Hibbertia notibractea

Scientific classification
- Kingdom: Plantae
- Clade: Tracheophytes
- Clade: Angiosperms
- Clade: Eudicots
- Order: Dilleniales
- Family: Dilleniaceae
- Genus: Hibbertia
- Species: H. notibractea
- Binomial name: Hibbertia notibractea J.R.Wheeler

= Hibbertia notibractea =

- Genus: Hibbertia
- Species: notibractea
- Authority: J.R.Wheeler

Species of flowering plant

Hibbertia notibractea is a species of flowering plant in the family Dilleniaceae and is endemic to the south-west of Western Australia. It is an erect, sprawling or prostrate shrub with linear to narrow elliptic leaves and yellow flowers with eleven stamens, nine in groups of three, arranged around three glabrous carpels.

==Description==
Hibbertia notibractea is a multi-stemmed shrub that typically grows to a height of up to 60 cm, the young branchlets hairy at first. The leaves are linear to narrow elliptic, mostly 6–25 mm long, 0.8–3.0 mm wide and sessile. The flowers are on the ends of branchlets and short side shoots and are 10–15 mm wide and sessile. There are three to six cream-coloured to light brown, overlapping bracts up to 7.5 mm long at the base of the flowers. The five sepals are narrow egg-shaped, the outer sepals 6–8 mm long and the inner sepals slightly shorter. The five petals are yellow, egg-shaped with the narrower end towards the base and 7–8 mm long with a notch at the tip. There are eleven stamens, nine in groups of three, arranged all around the three glabrous carpels that each contain a single ovule. Flowering occurs from September to November.

==Taxonomy==
Hibbertia notibractea was first formally described in 2002 by Judith R. Wheeler in the journal Nuytsia from specimens she collected near Molloy Island in 1983. The specific epithet (notibractea) refers to the large, conspicuous bracts around the flowers.

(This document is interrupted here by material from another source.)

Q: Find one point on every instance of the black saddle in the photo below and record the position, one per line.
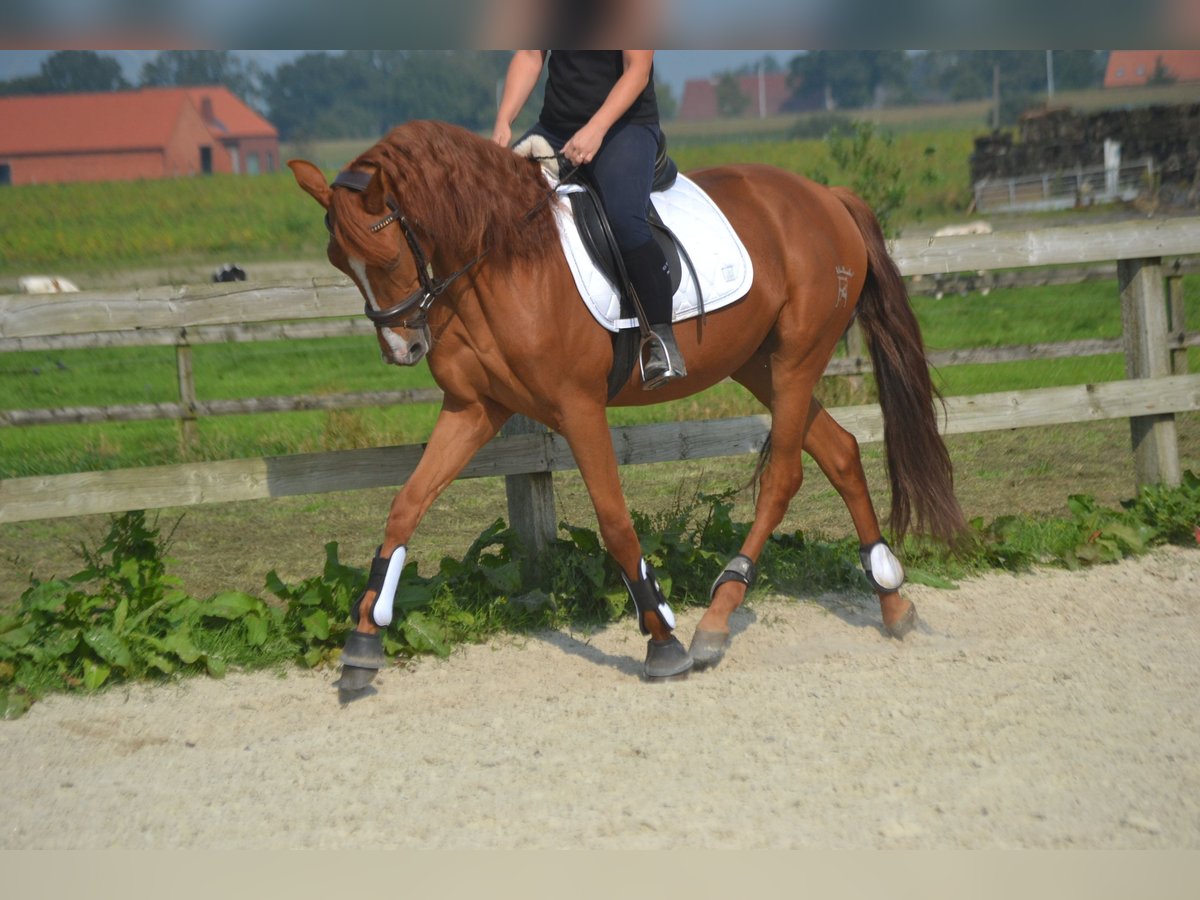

==Distribution and habitat==
This hibbertia grows in woodland around swamps or seasonally wet places between the Leeuwin-Naturaliste National Park and Denmark in the Jarrah Forest and Warren biogeographic regions of south-western Western Australia.

==Conservation status==
Hibbertia notibractea is classified as "not threatened" by the Western Australian Government Department of Parks and Wildlife.